Study of the effect of ligands on the fluorescence properties of terbium ternary complexes

Four ternary complexes of Tb(III) were synthesized by introducing the first ligand (L₁) (N-phenylanthranilic acid (N-HPA), α-furoic acid (FURA)) and the second ligand (L₂) (1,10-phenanthroline (Phen), 2,2′-dipyridyl (Bipy)), respectively. These complexes were characterized by elemental analysis, infrared spectra, XRD, UV spectra and fluorescence spectra. The effect of L₁ and L₂ on the fluorescence properties of terbium complexes was discussed.

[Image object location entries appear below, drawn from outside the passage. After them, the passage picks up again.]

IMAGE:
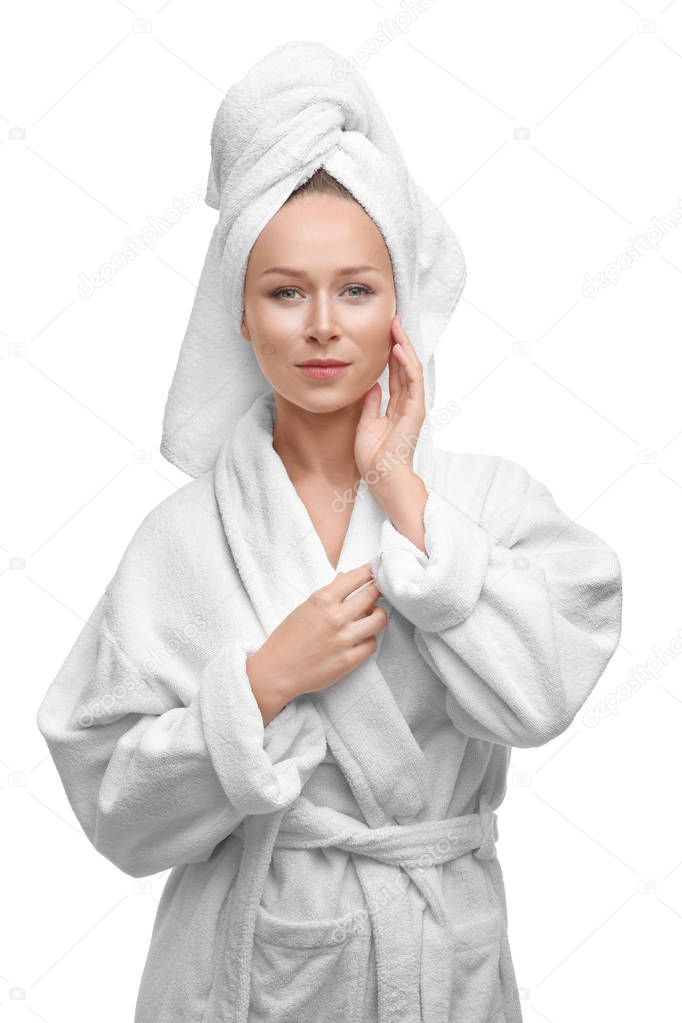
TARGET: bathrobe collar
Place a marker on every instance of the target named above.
(281, 561)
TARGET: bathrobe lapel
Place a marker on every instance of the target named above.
(281, 561)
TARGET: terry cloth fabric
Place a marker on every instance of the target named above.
(338, 863)
(286, 118)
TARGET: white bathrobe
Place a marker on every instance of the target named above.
(339, 864)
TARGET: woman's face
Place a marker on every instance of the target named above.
(319, 285)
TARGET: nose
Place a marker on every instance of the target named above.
(321, 325)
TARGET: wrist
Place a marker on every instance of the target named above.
(270, 696)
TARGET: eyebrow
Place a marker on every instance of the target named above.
(288, 271)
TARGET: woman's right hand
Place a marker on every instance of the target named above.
(319, 642)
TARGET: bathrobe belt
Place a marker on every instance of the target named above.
(379, 853)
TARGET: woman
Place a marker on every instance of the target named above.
(301, 687)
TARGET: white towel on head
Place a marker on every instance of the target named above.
(287, 117)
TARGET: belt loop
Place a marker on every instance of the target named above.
(489, 832)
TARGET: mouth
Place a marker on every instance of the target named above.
(323, 369)
(323, 362)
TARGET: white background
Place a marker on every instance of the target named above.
(549, 135)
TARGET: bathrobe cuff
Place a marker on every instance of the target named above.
(261, 768)
(440, 588)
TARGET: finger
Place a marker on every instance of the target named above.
(370, 625)
(348, 582)
(361, 603)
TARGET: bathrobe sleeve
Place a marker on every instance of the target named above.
(517, 610)
(158, 779)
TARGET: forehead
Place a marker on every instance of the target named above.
(320, 231)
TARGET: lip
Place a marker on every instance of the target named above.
(323, 362)
(324, 370)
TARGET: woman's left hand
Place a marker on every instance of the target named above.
(384, 444)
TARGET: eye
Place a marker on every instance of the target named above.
(277, 294)
(365, 290)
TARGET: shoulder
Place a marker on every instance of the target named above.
(480, 479)
(491, 489)
(182, 531)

It showed that all the complexes exhibited ligand-sensitized green emission. The fluorescent intensity increased in the sequence of Tb(FURA)₃Bipy < Tb(N-PA)₃Phen < Tb(FURA)₃Phen < Tb(N-PA)₃Bipy. It indicated that L₁ affected fluorescence properties of the complexes differently when the corresponding L₂ altered. Meanwhile, the influence of L₂ on the luminescence properties of the complexes also depends on L₁. The results showed that L₁ and L₂ affected each other and worked together as a whole. The matching of L₁, L₂ and Tb³⁺ ion is very important to the luminescence properties of Tb(III) ternary complexes.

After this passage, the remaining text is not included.